Бруно поклонился, перегнувшись в талии, как того требовал давний этикет, и, подойдя к стеклянной стене, мальчишески подмигнул мне, а потом вытащил из кармана кусок лейкопластыря и прикрепил им свой розовый букет к стеклу, так что с этого момента он сиял между нами, точно дарохранительница в лучах заходящего солнца. После этого он сделал несколько шагов назад, извлек пачку листочков, перетасовал их, словно карточную колоду, — и вот уже в его руке невесть откуда возникла авторучка.
Но я опередила его и написала на своей бумажке: «Бруно!»
Он тут же отозвался своим листочком: «Соня!»
Я, не мешкая, ответила: «Бруно!»
Он сразу отреагировал: «Соня!»
Я написала: «Бруно!»
Он ответил: «Соня!»
Я окликнула его: «Бруно!»
Он в ответ: «Соня!»
И этим сонизмом-брунизмом мы занимались очень долго, исписанные листочки облетали, как листва с деревьев, падали, как капли воска, по обе стороны стеклянной стены, но при этом оба мы понимали, что времени нам отпущено немного и что использовать его надо с наибольшей пользой.
Я всегда думала, что вот так вот мы увидимся только на самой вершине той длинной лестницы реинкарнаций, которую ступень за ступенью предстоит преодолеть Бруно, прежде чем он доберется до своего человеческого обличья. И то, что нам сейчас было позволено, являло собой лишь отблеск мечты, щелочку в далекое будущее, золотую монетку, выпавшую из дырявого кармана рая! Смысл же встречи заключался еще и в том, чтобы Бруно мог сказать мне, что я могу не опасаться за судьбу Мартина. Ведь это он прислал Мартину карпа, чтобы мальчик получил образование, которого достоин далеко не каждый, образование, какого в двадцатом веке сумел добиться лишь философ Бертран Рассел, третий граф из рода Расселов. Но поскольку Бруно боялся, что Мартин превратится в академического сухаря, и поскольку он был уверен, что в двадцатом столетии только бой за свободу может быть тем горнилом, в котором рождается мужественное сердце, то и скрестил жизненные пути Мартина и агента Лоуэлла.
— Хорошо, Бруно, ты меня убедил. Пусть Лоуэлл обучит Мартина тому, чему не мог обучить его карп.

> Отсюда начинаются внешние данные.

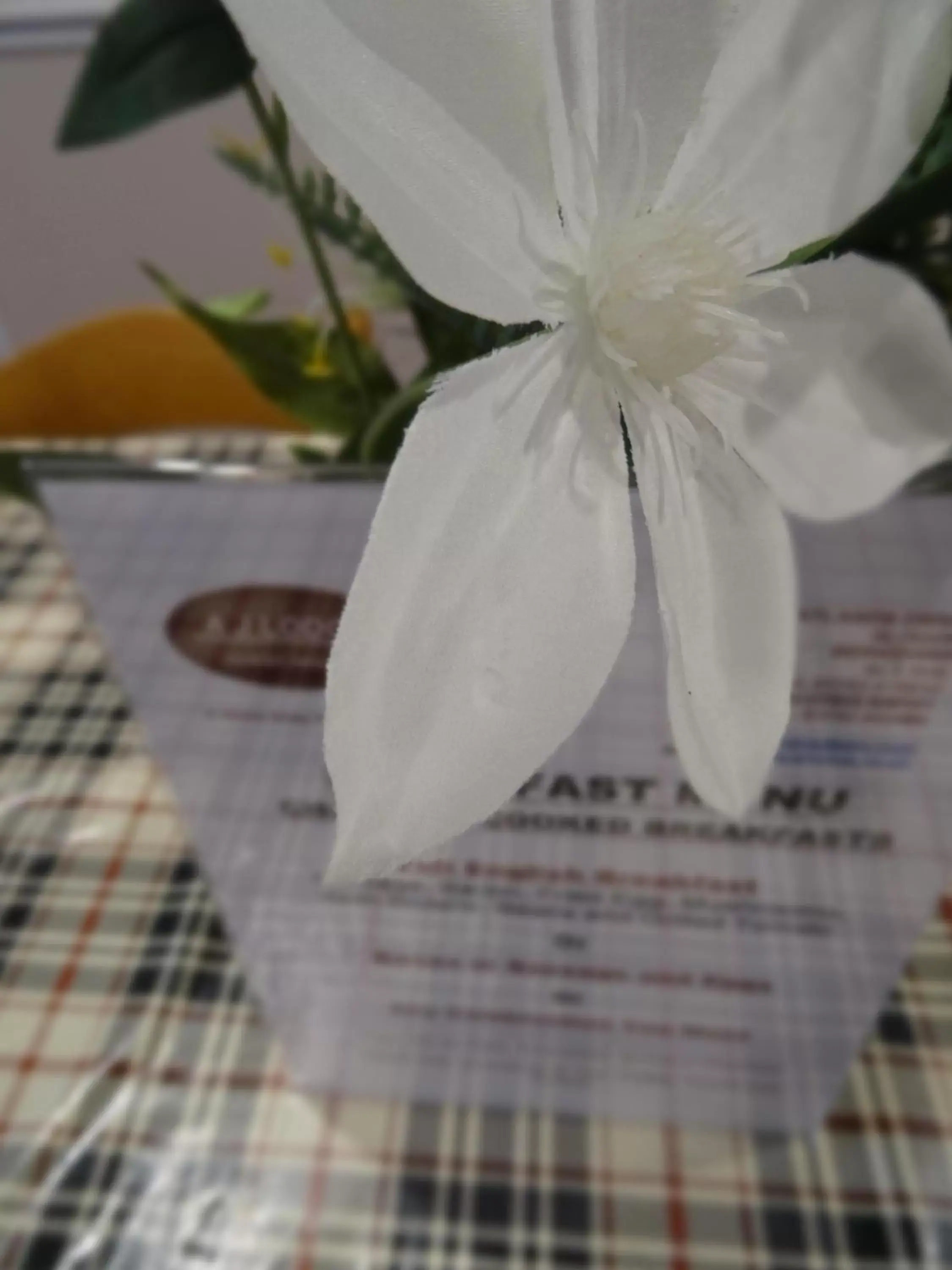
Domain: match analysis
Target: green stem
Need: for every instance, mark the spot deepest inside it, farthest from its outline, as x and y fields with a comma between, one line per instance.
x=413, y=394
x=315, y=251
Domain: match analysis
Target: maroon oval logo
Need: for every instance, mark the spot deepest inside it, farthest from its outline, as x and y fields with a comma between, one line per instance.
x=277, y=637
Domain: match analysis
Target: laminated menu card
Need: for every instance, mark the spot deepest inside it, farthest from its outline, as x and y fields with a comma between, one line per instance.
x=605, y=944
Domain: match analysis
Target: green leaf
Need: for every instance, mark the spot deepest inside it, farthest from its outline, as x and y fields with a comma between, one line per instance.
x=154, y=59
x=248, y=304
x=278, y=359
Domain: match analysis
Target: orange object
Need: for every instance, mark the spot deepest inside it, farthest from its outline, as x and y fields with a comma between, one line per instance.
x=143, y=370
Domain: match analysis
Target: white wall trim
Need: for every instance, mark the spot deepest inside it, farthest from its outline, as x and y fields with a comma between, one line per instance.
x=28, y=26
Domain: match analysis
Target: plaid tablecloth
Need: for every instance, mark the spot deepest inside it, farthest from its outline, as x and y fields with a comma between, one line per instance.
x=146, y=1118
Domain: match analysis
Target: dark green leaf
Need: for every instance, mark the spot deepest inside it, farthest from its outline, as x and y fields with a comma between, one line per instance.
x=248, y=304
x=150, y=60
x=276, y=357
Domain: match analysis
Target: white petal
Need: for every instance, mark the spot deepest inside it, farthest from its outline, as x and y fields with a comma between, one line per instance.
x=492, y=602
x=726, y=585
x=858, y=398
x=814, y=111
x=432, y=116
x=629, y=79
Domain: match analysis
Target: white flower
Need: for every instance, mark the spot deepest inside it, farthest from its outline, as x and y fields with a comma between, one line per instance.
x=622, y=171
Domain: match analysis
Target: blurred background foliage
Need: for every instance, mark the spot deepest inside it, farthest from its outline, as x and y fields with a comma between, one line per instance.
x=158, y=58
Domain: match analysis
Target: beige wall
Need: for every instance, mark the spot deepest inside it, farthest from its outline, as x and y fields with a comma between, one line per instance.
x=73, y=226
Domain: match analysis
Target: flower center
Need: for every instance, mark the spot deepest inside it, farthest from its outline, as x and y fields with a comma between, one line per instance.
x=660, y=290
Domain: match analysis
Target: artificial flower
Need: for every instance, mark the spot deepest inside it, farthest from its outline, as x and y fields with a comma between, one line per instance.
x=622, y=172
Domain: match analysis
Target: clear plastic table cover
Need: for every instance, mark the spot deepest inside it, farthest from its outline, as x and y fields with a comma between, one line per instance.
x=146, y=1118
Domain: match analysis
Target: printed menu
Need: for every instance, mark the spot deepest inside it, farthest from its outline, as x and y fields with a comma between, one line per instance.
x=605, y=944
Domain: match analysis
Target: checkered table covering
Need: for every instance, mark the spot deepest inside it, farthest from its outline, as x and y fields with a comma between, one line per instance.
x=145, y=1114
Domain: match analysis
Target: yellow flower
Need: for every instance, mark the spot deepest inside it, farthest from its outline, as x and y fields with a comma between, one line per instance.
x=239, y=149
x=281, y=256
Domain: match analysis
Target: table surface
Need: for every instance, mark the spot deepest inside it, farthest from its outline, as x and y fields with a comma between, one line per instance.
x=145, y=1113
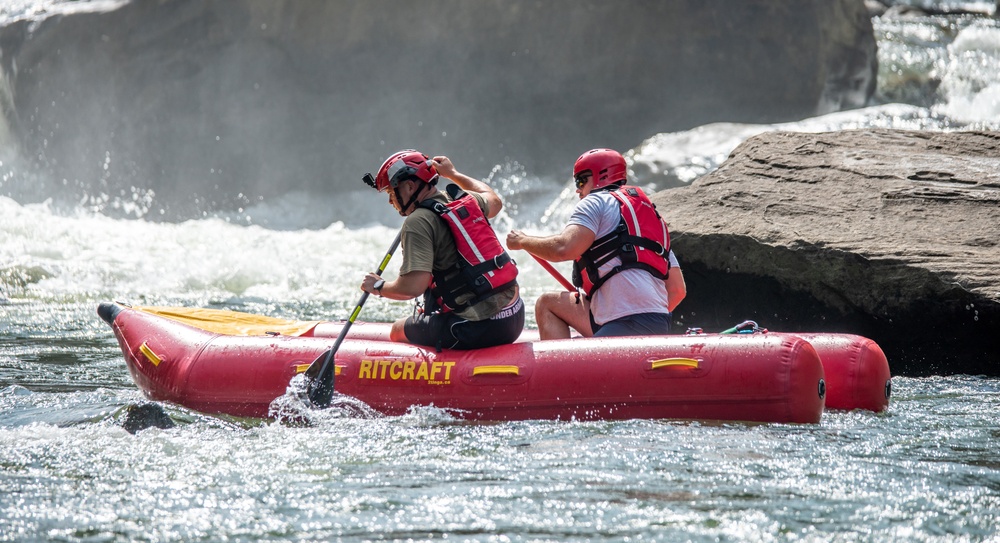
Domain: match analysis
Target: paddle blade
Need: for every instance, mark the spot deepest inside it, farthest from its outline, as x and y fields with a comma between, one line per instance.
x=319, y=378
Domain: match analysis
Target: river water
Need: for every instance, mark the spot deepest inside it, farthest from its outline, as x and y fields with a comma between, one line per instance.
x=926, y=470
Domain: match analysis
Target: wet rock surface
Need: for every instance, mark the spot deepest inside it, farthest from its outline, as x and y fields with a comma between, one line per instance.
x=894, y=235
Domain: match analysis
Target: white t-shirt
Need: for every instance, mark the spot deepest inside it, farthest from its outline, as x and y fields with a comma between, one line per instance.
x=628, y=292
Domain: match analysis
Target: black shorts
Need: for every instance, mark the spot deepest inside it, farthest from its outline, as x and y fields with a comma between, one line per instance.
x=449, y=331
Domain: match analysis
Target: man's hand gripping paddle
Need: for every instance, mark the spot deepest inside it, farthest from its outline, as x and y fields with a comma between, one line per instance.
x=321, y=372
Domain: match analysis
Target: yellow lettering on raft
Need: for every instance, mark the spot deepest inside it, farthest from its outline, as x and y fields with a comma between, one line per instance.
x=406, y=370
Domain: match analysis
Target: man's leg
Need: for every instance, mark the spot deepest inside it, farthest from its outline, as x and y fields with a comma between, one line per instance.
x=557, y=312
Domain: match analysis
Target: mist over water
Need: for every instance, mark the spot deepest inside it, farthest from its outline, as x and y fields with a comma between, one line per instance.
x=925, y=470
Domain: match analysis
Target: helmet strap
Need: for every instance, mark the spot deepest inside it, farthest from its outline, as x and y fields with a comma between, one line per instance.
x=416, y=194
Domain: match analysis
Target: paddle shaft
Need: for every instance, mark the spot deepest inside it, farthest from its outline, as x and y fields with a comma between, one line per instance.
x=321, y=384
x=554, y=273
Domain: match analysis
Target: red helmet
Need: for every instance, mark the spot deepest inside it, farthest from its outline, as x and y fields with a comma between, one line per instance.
x=606, y=165
x=405, y=165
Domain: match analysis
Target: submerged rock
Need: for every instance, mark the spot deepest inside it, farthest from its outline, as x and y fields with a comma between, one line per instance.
x=890, y=234
x=138, y=417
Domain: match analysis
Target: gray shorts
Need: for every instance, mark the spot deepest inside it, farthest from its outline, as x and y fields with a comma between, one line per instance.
x=449, y=331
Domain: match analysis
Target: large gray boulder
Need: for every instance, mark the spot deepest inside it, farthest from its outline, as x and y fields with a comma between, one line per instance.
x=894, y=235
x=219, y=103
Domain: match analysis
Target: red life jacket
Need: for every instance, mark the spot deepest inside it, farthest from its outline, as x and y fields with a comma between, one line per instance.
x=483, y=267
x=641, y=241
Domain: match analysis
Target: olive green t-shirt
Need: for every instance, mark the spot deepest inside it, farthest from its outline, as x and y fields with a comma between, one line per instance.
x=428, y=245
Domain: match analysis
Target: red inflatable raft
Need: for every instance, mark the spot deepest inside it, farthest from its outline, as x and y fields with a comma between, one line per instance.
x=236, y=363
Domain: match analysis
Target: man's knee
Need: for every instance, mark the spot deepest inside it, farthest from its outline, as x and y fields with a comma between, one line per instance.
x=545, y=302
x=398, y=332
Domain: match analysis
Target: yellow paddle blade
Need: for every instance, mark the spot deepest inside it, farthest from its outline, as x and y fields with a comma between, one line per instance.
x=233, y=323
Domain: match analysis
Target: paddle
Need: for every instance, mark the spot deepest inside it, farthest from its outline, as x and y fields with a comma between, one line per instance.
x=554, y=273
x=321, y=372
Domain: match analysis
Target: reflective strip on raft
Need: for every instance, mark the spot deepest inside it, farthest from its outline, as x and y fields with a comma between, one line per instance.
x=233, y=323
x=496, y=370
x=668, y=362
x=150, y=355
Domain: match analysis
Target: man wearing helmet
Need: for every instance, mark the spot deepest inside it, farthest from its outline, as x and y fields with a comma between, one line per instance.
x=622, y=258
x=451, y=256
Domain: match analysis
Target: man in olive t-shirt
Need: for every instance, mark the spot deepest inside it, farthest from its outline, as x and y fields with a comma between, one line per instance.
x=430, y=254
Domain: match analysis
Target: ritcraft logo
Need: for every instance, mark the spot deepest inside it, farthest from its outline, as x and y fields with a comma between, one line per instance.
x=433, y=373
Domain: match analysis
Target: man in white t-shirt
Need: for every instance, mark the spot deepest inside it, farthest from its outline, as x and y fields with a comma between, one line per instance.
x=636, y=300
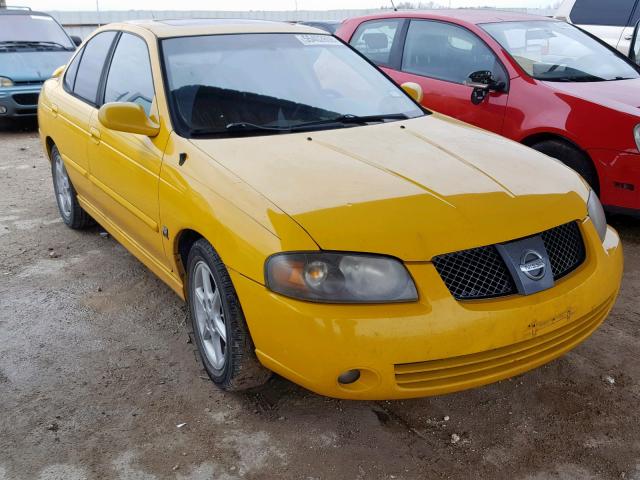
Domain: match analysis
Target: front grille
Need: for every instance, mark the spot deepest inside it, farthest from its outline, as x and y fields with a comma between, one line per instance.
x=565, y=248
x=26, y=98
x=481, y=273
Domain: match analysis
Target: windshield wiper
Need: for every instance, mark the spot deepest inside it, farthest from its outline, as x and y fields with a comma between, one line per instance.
x=353, y=119
x=348, y=119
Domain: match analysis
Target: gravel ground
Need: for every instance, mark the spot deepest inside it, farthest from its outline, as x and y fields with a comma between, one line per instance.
x=97, y=376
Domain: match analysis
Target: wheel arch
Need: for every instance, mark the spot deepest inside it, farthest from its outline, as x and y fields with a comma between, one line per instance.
x=539, y=137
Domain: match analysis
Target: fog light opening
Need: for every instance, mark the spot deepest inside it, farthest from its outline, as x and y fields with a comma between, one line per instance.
x=348, y=377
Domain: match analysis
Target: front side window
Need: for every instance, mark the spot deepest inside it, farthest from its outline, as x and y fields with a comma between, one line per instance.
x=29, y=31
x=72, y=71
x=447, y=52
x=226, y=83
x=559, y=52
x=374, y=39
x=130, y=77
x=597, y=12
x=91, y=65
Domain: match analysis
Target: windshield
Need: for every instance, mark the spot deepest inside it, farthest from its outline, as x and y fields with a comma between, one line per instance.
x=557, y=51
x=275, y=82
x=17, y=29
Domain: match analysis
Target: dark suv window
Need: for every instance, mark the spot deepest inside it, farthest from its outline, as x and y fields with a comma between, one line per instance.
x=447, y=52
x=72, y=71
x=129, y=77
x=597, y=12
x=91, y=65
x=375, y=38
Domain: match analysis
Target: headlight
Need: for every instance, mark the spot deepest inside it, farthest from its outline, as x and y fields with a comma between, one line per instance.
x=596, y=214
x=340, y=278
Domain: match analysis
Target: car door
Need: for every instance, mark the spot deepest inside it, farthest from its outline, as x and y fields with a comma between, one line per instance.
x=74, y=106
x=440, y=56
x=126, y=166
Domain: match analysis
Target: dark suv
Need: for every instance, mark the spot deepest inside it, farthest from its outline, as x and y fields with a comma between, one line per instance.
x=32, y=46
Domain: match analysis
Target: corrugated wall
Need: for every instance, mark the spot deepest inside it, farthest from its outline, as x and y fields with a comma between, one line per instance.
x=82, y=23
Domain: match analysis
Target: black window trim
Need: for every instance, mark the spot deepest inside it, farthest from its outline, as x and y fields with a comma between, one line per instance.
x=505, y=70
x=397, y=47
x=102, y=73
x=102, y=86
x=169, y=98
x=628, y=22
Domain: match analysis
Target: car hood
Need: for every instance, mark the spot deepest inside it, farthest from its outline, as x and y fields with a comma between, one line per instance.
x=31, y=66
x=411, y=189
x=623, y=95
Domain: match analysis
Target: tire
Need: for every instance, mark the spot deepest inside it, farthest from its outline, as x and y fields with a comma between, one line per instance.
x=572, y=158
x=219, y=328
x=66, y=197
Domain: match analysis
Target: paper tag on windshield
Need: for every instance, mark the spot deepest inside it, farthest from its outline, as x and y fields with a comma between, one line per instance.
x=314, y=39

Мы стояли, разделенные стеклянной стеной, и у каждого из нас был в руке последний оставшийся чистым листочек, последняя карта. А между нами плыл букет роз, и за моей спиной, в темном лесу, ветер все так же причесывал кроны деревьев да похрустывали изредка веточки. И я написала на своем последнем листочке: «Я хочу тебя, Бруно, хочу тебя, Млок!» А Бруно ответил: «Тогда начнем, Сонечка Троцкая, Сонечка Заммлер!» И тут же откуда ни возьмись ко мне протянулся послюнявленный перст Божий и стер мои года. Сколько мне стало? Шестнадцать? Шестнадцать с половиной? Ну вот, и я задрала свой свитер и выпустила на прогулку двух козочек, и они прижались к стеклянной стене. А Бруно внезапно растерялся. Лишенный своих звериных атрибутов — рыльца, рожков, копыт, он отчаянно стыдился, стеснялся и совершенно не знал, что делать. Какое-то время он стоял столбом, но потом наконец стащил свой белоснежный пиджак, бросил его к ногам и начал неловкими пальцами развязывать галстук. И тут я услышала, что у меня за спиной поднимается буря, и она, словно бритвой, аккуратненько разрезала мою одежду и сорвала ее с меня. Но Бруно в своей стеклянной клетке, где ничто даже не шевельнулось, мог полагаться только на себя.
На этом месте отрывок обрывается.